In light of the events that have unfolded since the Presidential Elections, the Obama administration is doing its best in showing that the TPP will have a positive impact in the United States. They are doing so because “not sealing a TPP accord would leave a vacuum that China would rush to fill, setting its own presumably lower standards in the region” (Nakamura). Clearly, the United States is in too deep, and removing itself from the trade talks would show weakness, hence displaying a careless stance regarding world order and obtaining a weal position in the world’s international affairs. After seeing the possible outcome of the TPP agreement in the US, the other member countries of the TPP began to prepare themselves for the United States’ to fail in the ratification of the agreement. Politicians of the Pacific Rim states have already met in Peru and are “seeking progress toward an emerging alternative to the Trans-Pacific Partnership — the Regional Comprehensive Economic Partnership, known as R.C.E.P., which includes China, Japan and 14 other Asian countries but excludes the United States” (Calmes.) This should be more concerning than the alternative impact that ratifying the TPP would have on the US economy. The creation of another trade-agreement, one that excludes US involvement, would generate a bigger loss for the United States. As explained by Kevin Koster, the Vice President of the National Cattlemen’s Beef Association, “‘we are experiencing lost sales without T.P.P.’  ‘Multiply that over several hundred more products and several dozen more free-trade relationships,’” (Calmes.) said Michael Froman, a lawyer and U.S. Trade Representative, in an interview. This will be a truly devastating result of the failure to ratify the TPP. This is what US officials should consider when voting for the Trans-Pacific Partnership in the upcoming months. Because even if as it stands right now the TPP is not the best, failing to ratify it will be even more detrimental.

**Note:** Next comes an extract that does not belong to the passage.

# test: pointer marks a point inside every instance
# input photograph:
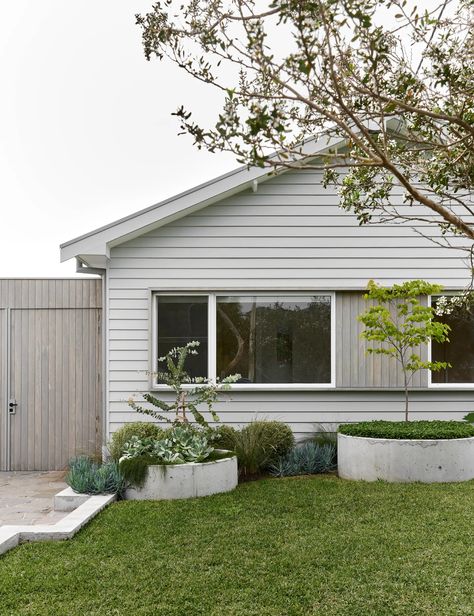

In light of the United States’ presidential election results, the TPP is more likely to be reversed and fail than for it to be ratified. Therefore, it would be of outmost importance for future President of the United States Donald Trump, to clear the water with the TPP member states and show them that the United States’ failure to pass TPP doesn’t reflect US wishes to stall its foreign relations with them. Although not ratifying the TPP will show otherwise, at least the US will be making an effort to portray its wish to make amends and possibly work on a different trade agreement. Preferably, however, instead of absolutely canceling the TPP talks, President Trump reverses the ‘Fast-Track Authority’ allowing the Senate to make amendments and eventually ratify the TPP. If this is done and Senators are able to come together to amend the TPP and eventually, in the near future, ratify it, the United States will not be completely lost in the Pacific Ocean world.

If the US is able to ratify the TPP, and reposition itself in the eyes of the world as a main economic player in all major geographical areas, it will see a great economic advantage and increase. In return, the United States will once again play the role of a hegemonic power in the world and the competition arising from China will be diminished, clearly improving US economy, power and global dominance.